In January, New Rochelle student, Valaree Schwab, 16, was chased out of the school during a gang-related fight and fatally stabbed at a nearby Dunkin’ Donuts.
Days later, two other students were knifed — one during a Spanish class.
Critics blame Richardson for changing the school to an open campus about two years ago — letting kids come and go during lunch and free periods.
He also slashed suspensions under a new disciplinary policy of “positive behavioral intervention and supports.”
Richardson quit amid an investigation into the school’s online classes after the Journal News of Westchester found a pattern of “perfect scores” entered in 2016 — in the weeks before graduation — for seniors whose work was incomplete or incoherent.
In an open letter to the New Rochelle High School Community on Friday, Richardson said he had been hired as a “director of school quality.”
Richardson told the Post that DOE interviewers never asked him about his “past controversies”, documented online primarily by Talk of the Sound.
“Those specifics did not come up,” Richardson told the Post.
According to Edelman, Richardson had agreed to a pay cut from $187,326 in New Rochelle to $160,000 in New York City.
The news which was published at 9:40 pm on Saturday night lit up social media in New Rochelle. News of Richardson's resignation Friday was hailed in some quarters of New Rochelle and decried in others. Richardson, who is black, has had strong support in the African-American community. The news of the DOE rescinding his offer was greeted with a similarily polarized reaction.
The question now is what will the City School District of New Rochelle do with Richardson's resignation.
Schools Superintendent Dr. Brian Osborne who was ousted last month in a 5-4 straw vote of board members has been a firm supporter of Richardson over the past several years.

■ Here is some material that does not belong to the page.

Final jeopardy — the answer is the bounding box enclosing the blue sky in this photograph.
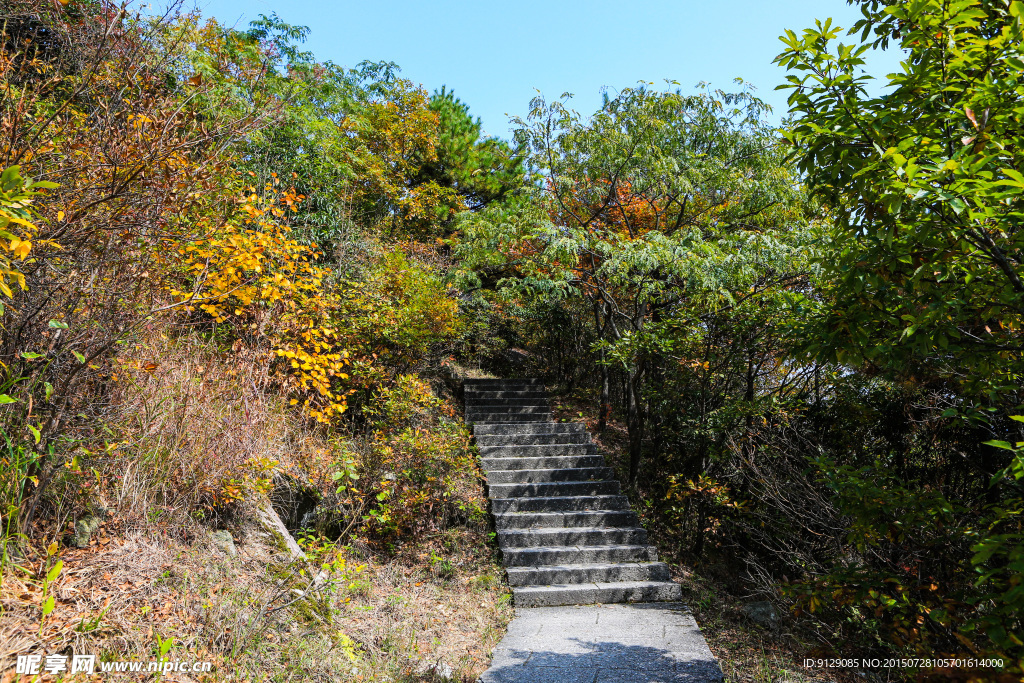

Board members have told Talk of the Sound that there is a majority of the board that has supported Richardson.
Richardson has tenue so there was no solid legal basis for removing him as Principal
Richardson has been reportedly looking for a new job for a year, long before the murder of Valaree Schwab on January 10, 2018. He had been close to being named an Assistant Superintendent in New Rochelle at the beginning of the year but saw that opportunity dissolve in the wake of a rash of student-on-student violence in January. By February, he was told to accelarete his job search. He interviewed for a number of positions in the area including cabinet level positions and principalships without success. The decision of the DOE to rescind their offer to Richardson and the ensuing media coverage -- more is expected in coming day -- will only further complicate his job search.
"He is toxic right now," said one former New Rochelle school official.
The unprecedented situation will create tremendous pressure on the administration and the school board which 24 hours ago had thought they had neatly and cleanly resolved what some called the "Reggie problem". Sources at City Hall prevoiusly told Talk of the Sound that District leadership did not want to push Richardson out without a job in hand but for Richardson to get a job which could then be portrayed as Richardson advancing his career not being run out of New Rochelle. Such a scenario would relieve pressure from Richardson supporters which include progressive organizations, student leaders at the high school, and New Rochelle's black community.